This code is mainly based on Kurtland Chua's implementation of PETS paper. See code.
Besides that, to inject the bayesian optimization and Populaion-based Training optimization methods, several components are added.
config_space (folder): config_space.py : Define the configuration space of hyperparameters for each environment. It is also the key component.
pbt (folder): This folder contains the codes for Population-based training methods and Population-based training with back-tracking. The experiment object can be found pbt-mbexp.py and pbt-bt-mbexp.py.
bohb (folder): This folder contains the bayesian optimization method BOHB. This also provides Hyperband and Random search functionalities.
You can use anaconda environment yml file if you want which contains all the necessary libraries used to run this code.
In order to run the experiments given a fixed hyperparameters, you can refer the following scripts. In the scripts folder, there are some examples when using slurm cluster.
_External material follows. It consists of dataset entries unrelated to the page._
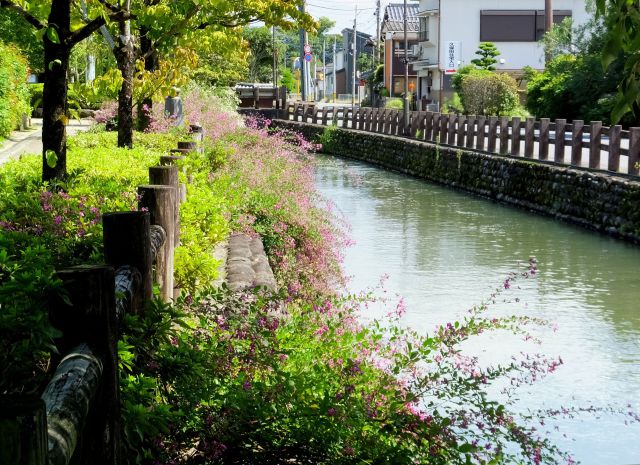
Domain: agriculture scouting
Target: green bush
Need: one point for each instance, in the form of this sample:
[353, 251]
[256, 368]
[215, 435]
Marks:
[14, 93]
[491, 94]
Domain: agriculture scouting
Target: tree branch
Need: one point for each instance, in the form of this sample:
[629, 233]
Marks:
[35, 22]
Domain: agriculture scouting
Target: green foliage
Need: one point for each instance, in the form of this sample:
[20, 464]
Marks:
[574, 84]
[495, 94]
[287, 79]
[487, 53]
[14, 29]
[622, 20]
[14, 92]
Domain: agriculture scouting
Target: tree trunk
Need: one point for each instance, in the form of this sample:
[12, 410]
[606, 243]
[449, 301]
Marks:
[150, 58]
[54, 97]
[125, 59]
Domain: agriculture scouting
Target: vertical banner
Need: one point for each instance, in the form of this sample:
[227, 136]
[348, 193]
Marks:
[452, 57]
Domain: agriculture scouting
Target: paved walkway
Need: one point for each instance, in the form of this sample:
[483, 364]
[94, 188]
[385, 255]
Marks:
[30, 141]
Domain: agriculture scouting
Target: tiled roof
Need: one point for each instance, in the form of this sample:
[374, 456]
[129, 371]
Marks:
[394, 17]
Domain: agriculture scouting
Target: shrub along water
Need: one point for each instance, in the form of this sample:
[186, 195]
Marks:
[254, 378]
[14, 93]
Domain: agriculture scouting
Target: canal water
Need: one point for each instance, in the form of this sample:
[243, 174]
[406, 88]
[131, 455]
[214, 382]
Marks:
[444, 251]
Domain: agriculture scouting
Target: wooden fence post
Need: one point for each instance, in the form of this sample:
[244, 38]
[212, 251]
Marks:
[160, 201]
[561, 128]
[23, 431]
[471, 128]
[515, 136]
[443, 128]
[529, 137]
[482, 121]
[492, 134]
[544, 139]
[127, 242]
[90, 318]
[595, 139]
[168, 176]
[634, 150]
[504, 135]
[462, 128]
[615, 133]
[451, 129]
[576, 142]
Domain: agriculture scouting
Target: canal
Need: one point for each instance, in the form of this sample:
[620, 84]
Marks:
[444, 251]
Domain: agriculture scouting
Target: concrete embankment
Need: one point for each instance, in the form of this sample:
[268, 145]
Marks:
[594, 199]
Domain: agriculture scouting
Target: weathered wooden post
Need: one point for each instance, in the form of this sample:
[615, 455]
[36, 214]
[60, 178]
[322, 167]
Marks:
[23, 431]
[504, 135]
[462, 130]
[482, 120]
[634, 150]
[615, 133]
[428, 127]
[576, 142]
[561, 129]
[544, 139]
[529, 137]
[471, 129]
[126, 239]
[443, 128]
[256, 97]
[168, 176]
[515, 137]
[160, 201]
[89, 326]
[451, 129]
[492, 134]
[595, 139]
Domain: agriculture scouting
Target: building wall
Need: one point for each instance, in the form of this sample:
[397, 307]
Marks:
[460, 21]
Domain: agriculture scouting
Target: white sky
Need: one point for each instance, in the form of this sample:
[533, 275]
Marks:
[343, 11]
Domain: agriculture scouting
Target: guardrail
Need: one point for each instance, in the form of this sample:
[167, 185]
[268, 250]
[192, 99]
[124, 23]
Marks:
[262, 97]
[76, 420]
[573, 144]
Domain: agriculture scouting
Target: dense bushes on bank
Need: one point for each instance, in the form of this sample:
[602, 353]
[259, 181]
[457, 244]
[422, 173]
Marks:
[14, 92]
[292, 377]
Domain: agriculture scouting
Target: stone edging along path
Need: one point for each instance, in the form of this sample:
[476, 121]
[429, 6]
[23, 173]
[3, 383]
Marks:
[247, 265]
[597, 200]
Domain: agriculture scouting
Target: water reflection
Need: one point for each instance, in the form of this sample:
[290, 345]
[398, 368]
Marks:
[445, 251]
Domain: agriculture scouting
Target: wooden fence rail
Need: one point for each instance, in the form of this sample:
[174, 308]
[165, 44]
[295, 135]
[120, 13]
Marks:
[76, 420]
[572, 144]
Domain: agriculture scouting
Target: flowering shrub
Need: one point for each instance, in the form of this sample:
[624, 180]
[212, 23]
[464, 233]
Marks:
[257, 379]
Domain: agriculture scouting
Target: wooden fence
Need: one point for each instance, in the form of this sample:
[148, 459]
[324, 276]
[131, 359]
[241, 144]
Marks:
[77, 418]
[573, 144]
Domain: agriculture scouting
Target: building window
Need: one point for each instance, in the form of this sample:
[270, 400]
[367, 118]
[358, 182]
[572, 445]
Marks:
[424, 29]
[515, 25]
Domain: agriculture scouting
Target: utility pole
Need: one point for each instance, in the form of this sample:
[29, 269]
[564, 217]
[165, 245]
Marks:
[303, 74]
[548, 25]
[275, 58]
[378, 33]
[324, 68]
[334, 69]
[355, 57]
[405, 106]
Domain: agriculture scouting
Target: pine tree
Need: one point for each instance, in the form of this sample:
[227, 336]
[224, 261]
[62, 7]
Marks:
[487, 53]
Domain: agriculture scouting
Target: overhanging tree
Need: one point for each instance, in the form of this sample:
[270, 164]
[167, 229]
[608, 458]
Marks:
[61, 28]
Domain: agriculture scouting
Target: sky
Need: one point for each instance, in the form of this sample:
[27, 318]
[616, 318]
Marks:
[342, 12]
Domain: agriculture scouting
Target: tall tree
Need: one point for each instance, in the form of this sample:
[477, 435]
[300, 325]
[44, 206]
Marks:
[622, 20]
[61, 31]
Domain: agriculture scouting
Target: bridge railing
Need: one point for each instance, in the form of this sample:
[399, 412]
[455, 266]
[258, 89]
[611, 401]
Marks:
[76, 419]
[572, 144]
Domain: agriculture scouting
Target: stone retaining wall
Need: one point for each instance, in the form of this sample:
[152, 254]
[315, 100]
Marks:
[594, 199]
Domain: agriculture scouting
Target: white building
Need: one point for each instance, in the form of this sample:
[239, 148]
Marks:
[451, 31]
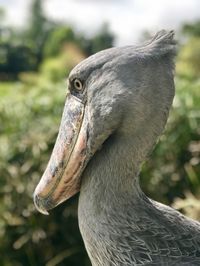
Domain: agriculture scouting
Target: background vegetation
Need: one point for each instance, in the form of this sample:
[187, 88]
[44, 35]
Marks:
[34, 63]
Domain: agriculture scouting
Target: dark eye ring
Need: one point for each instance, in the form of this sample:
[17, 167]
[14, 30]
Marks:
[77, 84]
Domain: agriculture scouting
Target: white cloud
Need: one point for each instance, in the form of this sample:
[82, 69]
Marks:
[127, 18]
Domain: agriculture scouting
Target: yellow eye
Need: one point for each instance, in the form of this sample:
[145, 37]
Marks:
[78, 85]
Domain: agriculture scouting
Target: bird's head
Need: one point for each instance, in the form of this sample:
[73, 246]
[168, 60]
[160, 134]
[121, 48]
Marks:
[116, 91]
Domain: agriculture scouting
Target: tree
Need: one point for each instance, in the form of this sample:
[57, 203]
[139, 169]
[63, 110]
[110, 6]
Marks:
[192, 29]
[38, 29]
[102, 40]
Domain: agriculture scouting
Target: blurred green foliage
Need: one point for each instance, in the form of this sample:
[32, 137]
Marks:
[30, 112]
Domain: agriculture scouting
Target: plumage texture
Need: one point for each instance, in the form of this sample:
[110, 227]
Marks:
[129, 94]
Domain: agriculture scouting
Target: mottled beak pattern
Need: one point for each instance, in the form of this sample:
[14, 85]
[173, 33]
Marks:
[61, 179]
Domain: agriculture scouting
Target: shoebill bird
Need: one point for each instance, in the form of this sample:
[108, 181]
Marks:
[116, 108]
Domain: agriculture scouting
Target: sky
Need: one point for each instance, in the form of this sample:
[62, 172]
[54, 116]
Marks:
[127, 18]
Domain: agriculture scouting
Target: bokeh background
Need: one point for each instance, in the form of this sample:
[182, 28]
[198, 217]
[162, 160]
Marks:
[40, 42]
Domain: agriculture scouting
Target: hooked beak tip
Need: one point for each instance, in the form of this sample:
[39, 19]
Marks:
[38, 205]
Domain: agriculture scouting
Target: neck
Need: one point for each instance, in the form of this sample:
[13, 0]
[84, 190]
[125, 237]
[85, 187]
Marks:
[110, 191]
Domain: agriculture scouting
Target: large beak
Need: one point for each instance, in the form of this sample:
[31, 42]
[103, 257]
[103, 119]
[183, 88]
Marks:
[61, 179]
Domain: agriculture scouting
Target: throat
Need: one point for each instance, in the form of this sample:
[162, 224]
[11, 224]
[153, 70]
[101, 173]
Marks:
[110, 197]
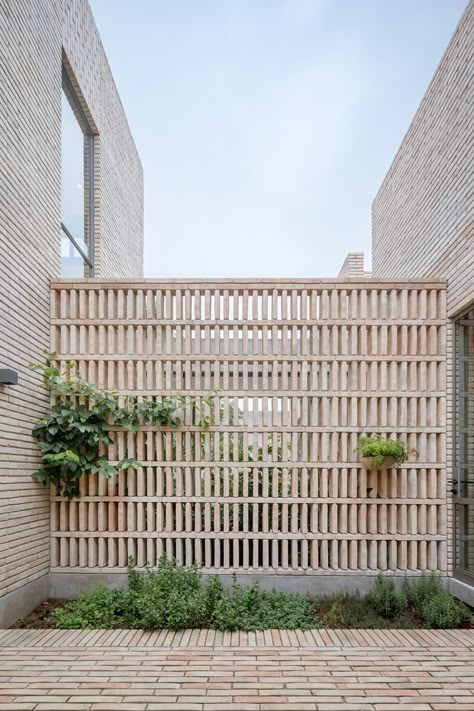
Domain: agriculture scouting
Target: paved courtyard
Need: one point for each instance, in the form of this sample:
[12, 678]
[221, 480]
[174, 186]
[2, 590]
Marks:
[202, 670]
Example commend to start the code:
# xxx refers the cluster partation # Hyperband cd scripts sbatch -p xxx -a 1-10 hyperband.sh # For PBT # PBT cd scripts sbatch -p xxx -a 1-10 pbt.sh # PBT-BT cd scripts sbatch -p xxx -a 1-10 pbt-bt.sh
In the learned_schedule folder, we have uploaded few hyperparameter schedules that are learned by running HPO methods on PETS. You should be able to reproduce the results reported in our paper. The evaluation function is in eval_schedules.py file.
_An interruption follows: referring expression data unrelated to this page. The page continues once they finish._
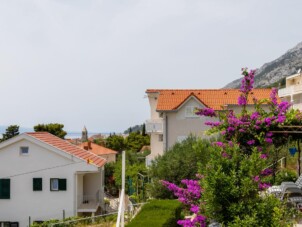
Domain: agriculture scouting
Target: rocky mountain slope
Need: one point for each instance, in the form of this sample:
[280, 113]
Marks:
[274, 71]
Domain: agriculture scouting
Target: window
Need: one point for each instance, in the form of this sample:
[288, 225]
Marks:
[24, 151]
[161, 138]
[190, 112]
[37, 184]
[57, 184]
[181, 138]
[4, 188]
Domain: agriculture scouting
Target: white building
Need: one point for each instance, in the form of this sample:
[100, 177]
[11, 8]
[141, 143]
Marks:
[293, 90]
[44, 177]
[173, 115]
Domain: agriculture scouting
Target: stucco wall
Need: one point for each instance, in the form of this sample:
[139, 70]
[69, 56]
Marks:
[156, 146]
[179, 126]
[40, 163]
[92, 183]
[109, 157]
[153, 98]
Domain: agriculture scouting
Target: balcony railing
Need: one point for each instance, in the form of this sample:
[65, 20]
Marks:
[154, 125]
[291, 90]
[285, 91]
[297, 106]
[89, 203]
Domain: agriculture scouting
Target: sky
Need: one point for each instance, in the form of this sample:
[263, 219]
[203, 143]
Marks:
[89, 62]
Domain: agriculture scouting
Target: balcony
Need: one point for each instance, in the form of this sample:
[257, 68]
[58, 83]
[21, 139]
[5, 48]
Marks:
[154, 126]
[291, 90]
[285, 91]
[89, 203]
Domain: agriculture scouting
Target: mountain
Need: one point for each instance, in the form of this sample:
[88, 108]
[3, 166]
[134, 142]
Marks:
[273, 72]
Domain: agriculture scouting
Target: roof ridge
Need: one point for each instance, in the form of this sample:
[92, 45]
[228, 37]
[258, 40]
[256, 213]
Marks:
[63, 140]
[205, 89]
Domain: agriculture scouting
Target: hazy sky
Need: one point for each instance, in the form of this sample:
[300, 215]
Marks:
[89, 62]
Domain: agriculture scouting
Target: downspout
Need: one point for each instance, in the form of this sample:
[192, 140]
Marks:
[166, 131]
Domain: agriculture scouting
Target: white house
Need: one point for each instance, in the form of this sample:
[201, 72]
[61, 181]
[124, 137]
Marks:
[293, 90]
[173, 117]
[44, 177]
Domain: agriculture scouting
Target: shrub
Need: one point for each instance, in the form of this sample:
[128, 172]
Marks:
[158, 213]
[285, 175]
[179, 162]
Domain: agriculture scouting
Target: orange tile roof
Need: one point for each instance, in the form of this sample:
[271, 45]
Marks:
[170, 99]
[97, 149]
[67, 147]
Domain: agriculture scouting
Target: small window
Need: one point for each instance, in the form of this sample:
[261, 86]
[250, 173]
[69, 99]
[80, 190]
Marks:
[190, 112]
[161, 138]
[181, 138]
[57, 184]
[24, 151]
[37, 184]
[4, 188]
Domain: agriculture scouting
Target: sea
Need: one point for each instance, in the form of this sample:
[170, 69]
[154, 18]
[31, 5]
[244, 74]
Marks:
[70, 135]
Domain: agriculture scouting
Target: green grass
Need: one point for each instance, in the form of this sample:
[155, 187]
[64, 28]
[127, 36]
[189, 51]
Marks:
[158, 213]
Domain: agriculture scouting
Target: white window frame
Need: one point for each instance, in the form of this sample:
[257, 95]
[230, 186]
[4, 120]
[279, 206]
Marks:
[189, 112]
[52, 188]
[160, 138]
[23, 148]
[181, 138]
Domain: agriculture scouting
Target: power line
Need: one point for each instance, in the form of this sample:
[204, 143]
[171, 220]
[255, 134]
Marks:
[40, 170]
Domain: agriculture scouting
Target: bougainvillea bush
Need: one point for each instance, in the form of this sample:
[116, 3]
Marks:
[231, 191]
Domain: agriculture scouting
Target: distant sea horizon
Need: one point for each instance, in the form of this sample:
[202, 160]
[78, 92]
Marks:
[70, 135]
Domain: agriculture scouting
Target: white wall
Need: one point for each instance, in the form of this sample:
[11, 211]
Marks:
[40, 163]
[179, 126]
[109, 157]
[92, 183]
[153, 99]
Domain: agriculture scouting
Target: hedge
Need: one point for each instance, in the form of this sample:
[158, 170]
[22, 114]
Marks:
[158, 213]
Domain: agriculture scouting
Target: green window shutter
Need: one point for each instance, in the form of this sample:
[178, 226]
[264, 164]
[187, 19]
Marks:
[4, 188]
[37, 184]
[62, 185]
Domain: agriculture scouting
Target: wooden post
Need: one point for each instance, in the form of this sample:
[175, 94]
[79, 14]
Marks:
[299, 161]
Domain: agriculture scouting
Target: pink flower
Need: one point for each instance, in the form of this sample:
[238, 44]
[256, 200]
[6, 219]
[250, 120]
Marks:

This code is still not yet perfectly cleaned up and might contain issues. Feel free to contact me if there are anything unclear to you.
When running PBT on Slurm-based cluster, the controller will occupy one gpu without really using it since the controller will not train any model. One possible way to alleviate this temporarly is by starting the controller first and then start the workers. But this would need the user taking care that the workers know the directory which stores the server connect file.